Mais cela suppose que les partis politiques les mettent en avant et que les citoyens en retour disposent entre autres d’une certaine culture politique, d’une éducation civique et citoyenne. Or les élections notamment la campagne se déroulent plus à un “carnaval électoral”, voire un “festin électoral”, dans le sens où les campagnes électorales sont caractérisées par une ambiance de réfectoire avec des animations comme des concerts où des dons électoraux ainsi que des consignes, “Mangez, buvez et votez pour mon parti !”, et des contre-consignes de vote, “Mangez, buvez mais ne votez pas !”, se mettent en place. Au sein de ce festin électoral, les électeurs vont pour certains procéder à la location/vente de leur vote.

L’histoire de Madagascar nous rappelle que les élections sont une période délicate à traverser. L’on est même amené à dire que les élections constituent un danger perpétuel pour la Grande île. Qu’en pensez-vous ?

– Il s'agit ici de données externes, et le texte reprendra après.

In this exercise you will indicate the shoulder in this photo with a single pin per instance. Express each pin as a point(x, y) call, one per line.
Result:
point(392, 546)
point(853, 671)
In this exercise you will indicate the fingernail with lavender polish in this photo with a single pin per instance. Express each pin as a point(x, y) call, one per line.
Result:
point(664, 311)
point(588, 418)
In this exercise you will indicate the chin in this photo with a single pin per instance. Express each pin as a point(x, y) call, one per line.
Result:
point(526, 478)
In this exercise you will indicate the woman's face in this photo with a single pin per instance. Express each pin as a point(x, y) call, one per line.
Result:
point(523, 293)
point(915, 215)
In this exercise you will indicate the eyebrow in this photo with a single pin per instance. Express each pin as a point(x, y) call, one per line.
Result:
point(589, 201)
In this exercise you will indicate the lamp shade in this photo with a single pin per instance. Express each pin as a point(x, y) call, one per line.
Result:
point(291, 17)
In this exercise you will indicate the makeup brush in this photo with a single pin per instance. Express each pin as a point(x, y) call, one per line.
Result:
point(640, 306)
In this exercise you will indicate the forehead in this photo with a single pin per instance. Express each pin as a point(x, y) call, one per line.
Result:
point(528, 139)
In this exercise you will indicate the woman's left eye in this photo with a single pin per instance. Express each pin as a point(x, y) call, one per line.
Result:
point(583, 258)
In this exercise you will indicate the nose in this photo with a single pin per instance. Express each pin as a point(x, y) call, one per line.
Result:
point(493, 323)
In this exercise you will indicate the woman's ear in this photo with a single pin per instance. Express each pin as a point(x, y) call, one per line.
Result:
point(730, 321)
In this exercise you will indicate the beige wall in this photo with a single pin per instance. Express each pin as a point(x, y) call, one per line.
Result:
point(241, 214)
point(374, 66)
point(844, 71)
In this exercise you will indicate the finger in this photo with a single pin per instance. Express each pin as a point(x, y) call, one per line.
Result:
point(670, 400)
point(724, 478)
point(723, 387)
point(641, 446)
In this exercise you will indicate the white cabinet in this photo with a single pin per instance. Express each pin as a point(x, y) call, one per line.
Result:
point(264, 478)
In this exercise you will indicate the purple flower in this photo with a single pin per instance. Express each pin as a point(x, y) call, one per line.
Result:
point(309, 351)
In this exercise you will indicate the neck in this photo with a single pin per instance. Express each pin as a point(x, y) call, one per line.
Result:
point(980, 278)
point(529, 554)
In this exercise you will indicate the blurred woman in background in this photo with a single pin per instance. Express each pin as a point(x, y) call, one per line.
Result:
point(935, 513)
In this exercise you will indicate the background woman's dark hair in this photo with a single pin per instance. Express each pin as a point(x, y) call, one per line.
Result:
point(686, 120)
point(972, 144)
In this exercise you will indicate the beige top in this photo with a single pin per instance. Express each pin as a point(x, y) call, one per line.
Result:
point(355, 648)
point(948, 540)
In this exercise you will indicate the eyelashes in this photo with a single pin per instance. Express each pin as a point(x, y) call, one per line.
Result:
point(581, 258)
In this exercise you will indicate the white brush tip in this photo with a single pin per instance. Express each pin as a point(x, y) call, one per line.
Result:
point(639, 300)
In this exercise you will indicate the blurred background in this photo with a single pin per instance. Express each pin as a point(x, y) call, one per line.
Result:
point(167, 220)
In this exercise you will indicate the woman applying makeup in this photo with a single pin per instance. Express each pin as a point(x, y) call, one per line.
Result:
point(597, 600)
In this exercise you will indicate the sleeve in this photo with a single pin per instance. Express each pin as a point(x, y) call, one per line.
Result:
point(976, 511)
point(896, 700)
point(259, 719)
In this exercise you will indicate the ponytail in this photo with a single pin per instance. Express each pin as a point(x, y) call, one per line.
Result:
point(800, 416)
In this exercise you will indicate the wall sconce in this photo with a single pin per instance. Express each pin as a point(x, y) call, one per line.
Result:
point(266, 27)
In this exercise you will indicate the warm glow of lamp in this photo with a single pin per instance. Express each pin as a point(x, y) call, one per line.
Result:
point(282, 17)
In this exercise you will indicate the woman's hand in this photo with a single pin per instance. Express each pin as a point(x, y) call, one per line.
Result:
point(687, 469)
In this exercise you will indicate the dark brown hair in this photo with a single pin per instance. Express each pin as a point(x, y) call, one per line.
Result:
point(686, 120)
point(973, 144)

Comme je l’ai précédemment évoqué, la solidité des institutions est nécessaire pour garantir une bonne tenue d’une élection.  En leur absence les élections tendent plus à catalyser un conflit qu’à le résoudre. Madagascar fait preuve d’une routinisation électorale mais celle-ci s’accompagne de violences électorales.

L’explication est certainement à chercher auprès des politiques qui ne disposeraient pas d’une maturité politique suffisante afin d’accepter le jeu électoral notamment celui du respect des résultats et de l’alternance d’une part, et d’autre part celui d’édicter des règles électorales équitables afin de permettre à tout un chacun de participer. Par ailleurs, la patrimonialisation et la personnalisation du pouvoir avec ce refus de perdre et de comprendre que le pouvoir a une fin ne contribue pas à la stabilité.

Vu les pratiques durant les campagnes (spectacles, tombola, distributions de vivres, d’argent, de t-shirts etc.), certains observateurs qualifient les élections à Madagascar de « superficielles ». Quel est votre avis sur cette question ?

Les élections en soi ne sont pas “superficielles”. J’ai évoqué précédemment que les campagnes d’élections font plus penser à un carnaval qu’à autre chose. C’est cette pratique politique qui est superficielle et qu’il conviendrait de changer. Pour cela, les citoyens devront être en première ligne en demandant des comptes aux politiques et exiger de ces derniers des programmes, projets de société. Pour ce faire, il faudrait une amélioration conséquente du niveau de l’éducation, car face à une population instruite et consciente de son pouvoir, ses besoins et ses droits, les politiques devront être à la hauteur.